当面は、営業利益や最終利益の拡大よりも先行投資を優先しています。
23年3月期のGMVは、90億円をを目指しています。
経営効率
引用:株探
- 営業利益率:3.00%
- ROE:13.47%
- ROA:1.59%
- EPS:52.9円
不動産業の平均ROEは8.82%、ROAは2.1%なので、経営効率は平均を大きく上回る企業です。
大手ディベロッパー28社の平均営業利益率は12%なので、平均を大きく下回る利益率です。
財務状況
引用:株探
- 自己資本比率:9.5%
- 有利子負債倍率:1.13倍
自己資本比率は、不動産業の平均が33.4%なので平均を大きく下回る企業です。
有利子負債倍率は、不動産業の平均が1.34倍なので平均を大きく下回る企業です。
連結貸借対照表の構造
引用:クリアル
総資産約109億円の内、70%以上がクラウドファンディング関連の勘定が占めています。
負債の部に匿名組合出資預り金で約75億円、資産の部にてクラウドファンディングに関連する販売用不動産73億円が計上されています。
どちらも不動産クラウドファンディングCREALで組成されたファンドに対応するものです。

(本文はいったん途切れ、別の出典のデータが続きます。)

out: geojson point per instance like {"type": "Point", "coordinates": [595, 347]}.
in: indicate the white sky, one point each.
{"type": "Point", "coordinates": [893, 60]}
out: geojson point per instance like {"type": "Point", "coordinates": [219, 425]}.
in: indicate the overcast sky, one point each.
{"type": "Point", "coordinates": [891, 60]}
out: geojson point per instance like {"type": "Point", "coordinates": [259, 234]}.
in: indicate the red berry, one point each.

匿名組合出資預り金は、匿名組合「出資」ということで、法的には返済義務を負う性質のものではありません。
しかし会計上、BSには負債として形式的に計上されるものとなっています。
クリアルも「実質的な自己資本比率はもっと高い状況にある」と考えています。
重点施策と成長戦略
成長投資
引用:クリアル
CREAL事業では、中⾧期的に300億のGMVを計画しています。
まずプラットフォームの拡大をめざし、GMV(流通取引総額)の成⾧に力をいれています。
新しいビジネススキーム
引用:クリアル
SPCを活用したクラウドファンディングをスタートを予定しています(現在免許申請中)。

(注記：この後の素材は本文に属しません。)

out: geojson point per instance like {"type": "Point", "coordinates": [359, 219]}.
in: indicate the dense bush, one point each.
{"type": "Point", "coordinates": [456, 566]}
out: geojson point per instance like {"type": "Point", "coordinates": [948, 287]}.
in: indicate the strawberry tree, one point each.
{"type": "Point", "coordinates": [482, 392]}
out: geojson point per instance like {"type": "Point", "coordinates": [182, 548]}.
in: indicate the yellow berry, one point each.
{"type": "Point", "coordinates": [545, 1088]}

不動産特定共同事業法3号・4号の免許を2023年3月期中に取得できる見通しでです。
今後、不動産特定共同事業法3号・4号の免許を取得することで、SPCを活用したクラウドファンディングをスタート可能になります。
SPCでの物件取得となるため、原則的に物件のオフバランスが可能になります。
その結果、金融機関や機関投資家のCREALプラットフォームへの参画が促進されます。

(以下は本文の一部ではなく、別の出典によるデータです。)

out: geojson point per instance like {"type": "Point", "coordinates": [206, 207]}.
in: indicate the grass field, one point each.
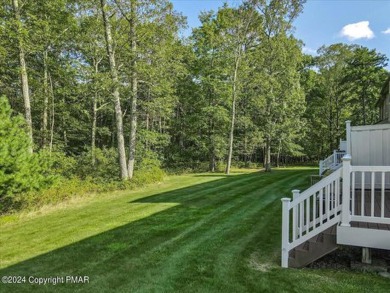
{"type": "Point", "coordinates": [191, 233]}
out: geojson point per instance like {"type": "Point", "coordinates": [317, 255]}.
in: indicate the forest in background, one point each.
{"type": "Point", "coordinates": [100, 95]}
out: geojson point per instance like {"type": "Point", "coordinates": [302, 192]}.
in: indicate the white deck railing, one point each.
{"type": "Point", "coordinates": [368, 198]}
{"type": "Point", "coordinates": [351, 193]}
{"type": "Point", "coordinates": [332, 162]}
{"type": "Point", "coordinates": [311, 212]}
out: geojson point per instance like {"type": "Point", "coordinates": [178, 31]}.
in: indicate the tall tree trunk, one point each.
{"type": "Point", "coordinates": [117, 103]}
{"type": "Point", "coordinates": [233, 117]}
{"type": "Point", "coordinates": [52, 115]}
{"type": "Point", "coordinates": [268, 155]}
{"type": "Point", "coordinates": [278, 154]}
{"type": "Point", "coordinates": [23, 74]}
{"type": "Point", "coordinates": [94, 115]}
{"type": "Point", "coordinates": [134, 88]}
{"type": "Point", "coordinates": [45, 100]}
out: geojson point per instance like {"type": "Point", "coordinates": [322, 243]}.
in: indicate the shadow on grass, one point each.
{"type": "Point", "coordinates": [169, 247]}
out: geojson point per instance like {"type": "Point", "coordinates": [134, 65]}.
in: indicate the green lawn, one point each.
{"type": "Point", "coordinates": [191, 233]}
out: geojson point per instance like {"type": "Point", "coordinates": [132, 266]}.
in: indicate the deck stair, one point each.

大きな効果としては、バランスシートが軽量化されます。
また、より大型の不動産のクラウドファンディングでの取り組みが可能になります。
ラインナップの拡充
引用:クリアル
配当金と株主優待
配当金の推移
残念ながらクリアルは、配当金を出していません。
株主優待
残念ながらクリアルは、株主優待の設定をしていません。
まとめ
クリアルを買うなら、押し目を狙いたいが今から投資しても遅くない。
業績は、2019年の創業来毎年過去最高の売上を更新しています。
また23年3月期も増収増益予想です。
週足移動平均線は全て上向きなので上昇傾向です。
このまま上場来高値を更新していくと思います。
当面は、ROA、ROE、営業利益率ではなく、売上総利益に注目です。